Mostly forgotten by radio but not by graying pop fans is their 1977 hit “Street Corner Serenade”, which is one of those songs whose modest chart performance (#30) belies its beloved status. It blends its arrangement and subject matter perfectly in a tribute to doo wop street corner singing, and has one killer chorus–right up there among such 70’s hits as “Drift Away” and “Thunder Island”.


Goodbye Girl

David Gates: “Took the Last Train”

#30 in 1978

David Gates, lead singer and songwriter of so many soft rock classics with Bread, had one enduring hit as a solo artist. 1977’s #15 “Goodbye Girl”, from the movie of the same name, is assured of everlasting popularity, mainly because the song is just so sad.

“Goodbye Girl”:

Not so Gates’ follow-up single, from the same LP, the #30 “Took the Last Train”. This tale of a one-night stand on the French Riviera almost sounds like a Michael Franks tune–pretty jazzy for Mr. Gates. I’m sure I never heard it on the radio once the 70’s ended. Hopefully you’ll recall it fondly.


If you’ve read this far you probably share to a degree my fascination with the syndrome of the forgotten hit. I don’t know why some hits endure and others fade away. But I do know oldies radio would be much more interesting if programmers dared to play top 40 that really went as deep as the #40 position, because some great songs lay between numbers ten and forty. Yet formats are fixed in top ten-only cement. This is a financially driven decision, of course: it’s a risk to play a song that doesn’t quite have the same proven (top ten) track record. Out of fear of you the listener (in 70’s terms) turning the dial, they bore you to death.

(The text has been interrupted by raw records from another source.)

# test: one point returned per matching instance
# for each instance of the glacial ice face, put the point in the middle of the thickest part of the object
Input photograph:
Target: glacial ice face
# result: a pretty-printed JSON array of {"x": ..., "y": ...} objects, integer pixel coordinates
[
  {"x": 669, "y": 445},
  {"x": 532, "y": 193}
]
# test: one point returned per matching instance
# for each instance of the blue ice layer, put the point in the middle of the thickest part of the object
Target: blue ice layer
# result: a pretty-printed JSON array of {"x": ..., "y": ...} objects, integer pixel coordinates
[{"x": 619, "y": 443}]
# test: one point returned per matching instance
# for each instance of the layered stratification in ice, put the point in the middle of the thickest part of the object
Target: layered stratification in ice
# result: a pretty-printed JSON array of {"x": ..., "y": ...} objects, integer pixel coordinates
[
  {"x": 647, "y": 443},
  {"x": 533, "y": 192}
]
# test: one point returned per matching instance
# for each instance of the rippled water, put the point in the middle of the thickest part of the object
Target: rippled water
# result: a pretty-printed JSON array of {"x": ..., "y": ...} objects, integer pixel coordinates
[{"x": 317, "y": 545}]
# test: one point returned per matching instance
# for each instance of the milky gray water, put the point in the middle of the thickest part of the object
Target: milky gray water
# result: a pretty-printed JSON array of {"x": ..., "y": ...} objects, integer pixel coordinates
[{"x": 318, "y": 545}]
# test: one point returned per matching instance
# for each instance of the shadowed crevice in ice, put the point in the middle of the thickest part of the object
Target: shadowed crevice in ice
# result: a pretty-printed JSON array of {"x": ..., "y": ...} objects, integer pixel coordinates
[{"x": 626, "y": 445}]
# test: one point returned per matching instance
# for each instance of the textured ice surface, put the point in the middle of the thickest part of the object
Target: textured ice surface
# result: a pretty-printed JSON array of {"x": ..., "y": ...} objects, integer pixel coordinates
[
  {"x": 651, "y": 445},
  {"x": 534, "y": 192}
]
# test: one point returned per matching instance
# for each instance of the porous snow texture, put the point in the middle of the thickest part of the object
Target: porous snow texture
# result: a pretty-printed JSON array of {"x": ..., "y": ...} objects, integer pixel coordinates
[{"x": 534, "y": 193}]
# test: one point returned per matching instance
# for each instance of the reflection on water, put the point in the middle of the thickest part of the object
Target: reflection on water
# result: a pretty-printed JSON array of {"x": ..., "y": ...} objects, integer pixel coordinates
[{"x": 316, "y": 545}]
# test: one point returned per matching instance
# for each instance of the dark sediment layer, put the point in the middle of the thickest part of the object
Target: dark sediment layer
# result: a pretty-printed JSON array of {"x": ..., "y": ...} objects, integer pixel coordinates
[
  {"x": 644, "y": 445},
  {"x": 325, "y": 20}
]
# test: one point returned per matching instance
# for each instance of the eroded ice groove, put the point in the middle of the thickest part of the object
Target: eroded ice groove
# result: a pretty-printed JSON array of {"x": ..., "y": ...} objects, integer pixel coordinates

This “top-tenning” of oldies radio also skews the perspective of younger listeners, who may never come to realize that the Temptations had thirty-eight top 40 hits, while the Four Tops had twenty-three. Why play “Hey Girl (I Like Your Style)” when you can play “My Girl” again? Why play “You Keep Running Away” when you can play the unofficial anthem of oldies radio, “It’s the Same Old Song”?

10 Comments (+add yours?)

  1. Kim
    May 20, 2012 @ 02:53:22

    Absolutely awesome post!! Thanks for taking the time to bring back so many memories!!! I remember most of these songs!!! I also agree with your opinion of the over playing of songs till you can’t take it anymore!!!


  2. Ed Cyphers
    May 20, 2012 @ 18:10:49

    Glad you liked it! I’m into this music–grew up with it. There will be more posts like this one–already working on it.


  3. Stacey
    May 21, 2012 @ 09:23:53

    I’m really getting into Ambrosia’s “How Much I Feel” right now. My cat may be giving me crazy eyes, but it’s worth it. Thank you!


  4. Ed Cyphers
    May 21, 2012 @ 09:33:17

    Wait, sorry! You’re MUCH too young to remember the “forgotten” ones…


  5. Wally Worchester
    Mar 01, 2019 @ 00:55:04

    Why no early 70’s?


  6. Ed Cyphers
    Mar 01, 2019 @ 07:44:20


  7. Obo
    Jun 30, 2021 @ 11:04:30

    Dream Weaver isn’t Dream Weaver


  8. Anonymous
    May 06, 2023 @ 20:11:49

    BTW, fyi, Player’s “This Time I’m In Love” is playing Frampton’s “My Love Is A Lie” so you might want to fix that.